Mais cette réforme est rejetée au delà du SNUipp-FSU. En effet, la réforme a conduit à une grève nationale le 14 novembre 2013 qui aurait été suivie à 41,3% sur Paris d’après le rectorat et à 23% en France[7]. Et cette grève a été appelé par d‘autres syndicats minoritaires: la CGT, FO, SUD et la FAEN. Les enseignants semblent donc en majorité favorables à une semaine de 4 jours.

 

Décret Hamon – assouplissement de la réforme Peillon

Après le changement de gouvernement en avril 2014 et la démission de Vincent Peillon, c’est Benoît Hamon, alors nouveau ministre de l’éducation, qui est en charge du dossier des rythmes scolaires. Afin d’apaiser les tensions, ce dernier porte un nouveau décret pour l’assouplissement de la réforme Peillon.

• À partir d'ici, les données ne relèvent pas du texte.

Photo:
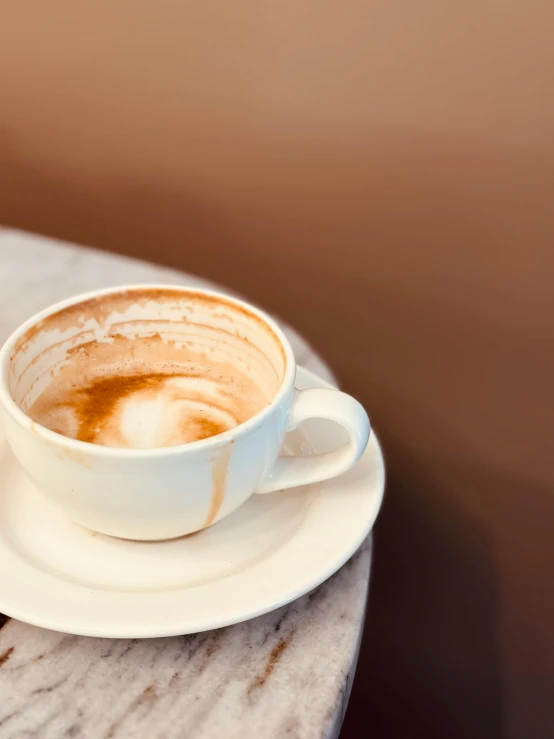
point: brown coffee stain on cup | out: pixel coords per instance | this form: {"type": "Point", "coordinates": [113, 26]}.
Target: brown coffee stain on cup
{"type": "Point", "coordinates": [220, 469]}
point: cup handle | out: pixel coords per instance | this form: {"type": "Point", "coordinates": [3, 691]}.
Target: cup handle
{"type": "Point", "coordinates": [331, 405]}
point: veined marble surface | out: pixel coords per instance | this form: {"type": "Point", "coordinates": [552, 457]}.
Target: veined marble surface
{"type": "Point", "coordinates": [285, 675]}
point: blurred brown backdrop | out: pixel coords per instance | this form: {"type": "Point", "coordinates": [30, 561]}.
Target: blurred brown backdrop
{"type": "Point", "coordinates": [380, 174]}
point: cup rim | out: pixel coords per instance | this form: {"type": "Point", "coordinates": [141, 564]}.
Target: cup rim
{"type": "Point", "coordinates": [89, 448]}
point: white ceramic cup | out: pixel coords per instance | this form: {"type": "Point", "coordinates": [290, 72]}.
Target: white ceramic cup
{"type": "Point", "coordinates": [167, 492]}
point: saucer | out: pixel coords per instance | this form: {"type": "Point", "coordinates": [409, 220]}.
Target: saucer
{"type": "Point", "coordinates": [275, 548]}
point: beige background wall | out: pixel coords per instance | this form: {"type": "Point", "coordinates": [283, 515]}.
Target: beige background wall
{"type": "Point", "coordinates": [382, 175]}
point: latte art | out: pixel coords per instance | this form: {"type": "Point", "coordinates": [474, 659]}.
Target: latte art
{"type": "Point", "coordinates": [150, 409]}
{"type": "Point", "coordinates": [146, 368]}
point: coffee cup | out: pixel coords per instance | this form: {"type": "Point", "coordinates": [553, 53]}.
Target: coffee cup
{"type": "Point", "coordinates": [151, 412]}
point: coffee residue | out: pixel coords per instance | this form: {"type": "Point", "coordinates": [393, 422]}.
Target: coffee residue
{"type": "Point", "coordinates": [145, 409]}
{"type": "Point", "coordinates": [220, 469]}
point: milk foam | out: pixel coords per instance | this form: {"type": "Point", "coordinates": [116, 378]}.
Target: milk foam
{"type": "Point", "coordinates": [133, 405]}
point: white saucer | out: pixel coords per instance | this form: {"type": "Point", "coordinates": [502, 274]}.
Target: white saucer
{"type": "Point", "coordinates": [57, 575]}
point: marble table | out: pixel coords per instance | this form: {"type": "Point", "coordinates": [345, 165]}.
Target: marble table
{"type": "Point", "coordinates": [286, 675]}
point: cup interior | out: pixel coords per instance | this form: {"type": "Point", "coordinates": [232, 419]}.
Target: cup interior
{"type": "Point", "coordinates": [120, 324]}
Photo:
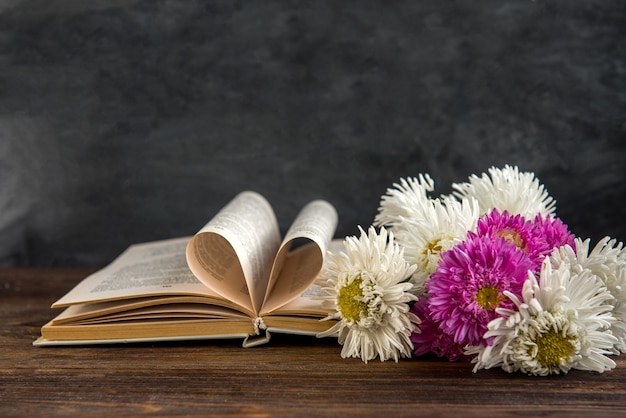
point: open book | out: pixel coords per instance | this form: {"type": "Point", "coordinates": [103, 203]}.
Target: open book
{"type": "Point", "coordinates": [235, 278]}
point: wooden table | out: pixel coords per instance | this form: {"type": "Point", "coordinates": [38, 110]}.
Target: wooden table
{"type": "Point", "coordinates": [292, 376]}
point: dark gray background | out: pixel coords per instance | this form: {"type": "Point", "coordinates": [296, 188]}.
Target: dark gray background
{"type": "Point", "coordinates": [126, 121]}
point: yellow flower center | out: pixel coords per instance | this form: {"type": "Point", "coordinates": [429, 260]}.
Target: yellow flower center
{"type": "Point", "coordinates": [552, 347]}
{"type": "Point", "coordinates": [433, 247]}
{"type": "Point", "coordinates": [348, 301]}
{"type": "Point", "coordinates": [488, 297]}
{"type": "Point", "coordinates": [513, 237]}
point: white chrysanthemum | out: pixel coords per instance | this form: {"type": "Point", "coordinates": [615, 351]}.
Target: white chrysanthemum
{"type": "Point", "coordinates": [425, 227]}
{"type": "Point", "coordinates": [441, 226]}
{"type": "Point", "coordinates": [368, 292]}
{"type": "Point", "coordinates": [562, 323]}
{"type": "Point", "coordinates": [507, 189]}
{"type": "Point", "coordinates": [607, 260]}
{"type": "Point", "coordinates": [405, 200]}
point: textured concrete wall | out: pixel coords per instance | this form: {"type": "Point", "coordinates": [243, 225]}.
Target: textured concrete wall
{"type": "Point", "coordinates": [125, 121]}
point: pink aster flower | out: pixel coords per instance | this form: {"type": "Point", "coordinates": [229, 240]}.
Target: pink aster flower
{"type": "Point", "coordinates": [469, 285]}
{"type": "Point", "coordinates": [431, 339]}
{"type": "Point", "coordinates": [518, 231]}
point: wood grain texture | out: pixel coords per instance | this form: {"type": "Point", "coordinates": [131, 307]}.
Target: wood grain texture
{"type": "Point", "coordinates": [291, 376]}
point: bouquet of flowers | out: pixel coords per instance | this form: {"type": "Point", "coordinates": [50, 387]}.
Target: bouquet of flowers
{"type": "Point", "coordinates": [488, 274]}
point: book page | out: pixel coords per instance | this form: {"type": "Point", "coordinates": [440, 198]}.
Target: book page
{"type": "Point", "coordinates": [154, 268]}
{"type": "Point", "coordinates": [295, 270]}
{"type": "Point", "coordinates": [233, 253]}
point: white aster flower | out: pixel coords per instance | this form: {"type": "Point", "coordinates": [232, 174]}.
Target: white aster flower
{"type": "Point", "coordinates": [607, 260]}
{"type": "Point", "coordinates": [368, 292]}
{"type": "Point", "coordinates": [405, 200]}
{"type": "Point", "coordinates": [507, 189]}
{"type": "Point", "coordinates": [562, 323]}
{"type": "Point", "coordinates": [440, 227]}
{"type": "Point", "coordinates": [425, 227]}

Comme expliqué dans la chronologie ce décret permets aux recteurs de changer l’organisation de la semaine, tout en gardant une structure sur 5 matinées. Le SNUipp-FSU s’oppose encore à la réforme initiale, et fait un sondage internet entre novembre et décembre 2014[8]. Ce sondage ne porte pas sur le décret Hamon en lui-même mais sur les impacts de la réforme Peillon et du décret Hamon. Selon le syndicat, 16 764 enseignants y auraient répondu.

Le SNUipp-FSU ne fournit pas de données précise sur ce sondage ni les questions qui ont été posées aux enseignants. Ce que les résultats mettent cependant en avant, c’est l’impact négatif du décret Hamon sur ce qu’ils appellent le “scolaire” et qui comprend les résultats sur l’attention des élèves, la fatigue et d’autres paramètres non communiqués.
Ainsi, comme on le voit sur le graphique ci-dessous, 74% des enseignants interrogés estiment que ce décret a eu un impact négatif sur le scolaire.

 

Le syndicat donne tout de même des résultats plus précis divisés en 3 catégories: les effets du décret sur les apprentissages, sur la capacité de concentration et d’attention et sur l’ambiance dans la classe. Ces résultats sont présentés dans les graphiques ci-dessous.

Les résultats obtenus dans ces catégories sont les suivants:

Effets sur les apprentissages
Effets sur la capacité
de concentration et d’attention
Effets sur l’ambiance
dans la classe

Ce que l’on remarque alors, c’est que dans ces trois catégories, le nombre d’enseignant considérant que le décret a des effets négatifs n’excèdent pas 73%, alors que le pourcentage global est de 74%.

Bien que ne nous donnant pas l’avis direct des enseignants sur le décret Hamon, on peut retirer de ce sondage qu’en règle générale, les enseignants considèrent que la réforme Peillon ainsi que le décret Hamon ont eu des effets négatifs sur l’apprentissage et le bien-être des enfants en classe.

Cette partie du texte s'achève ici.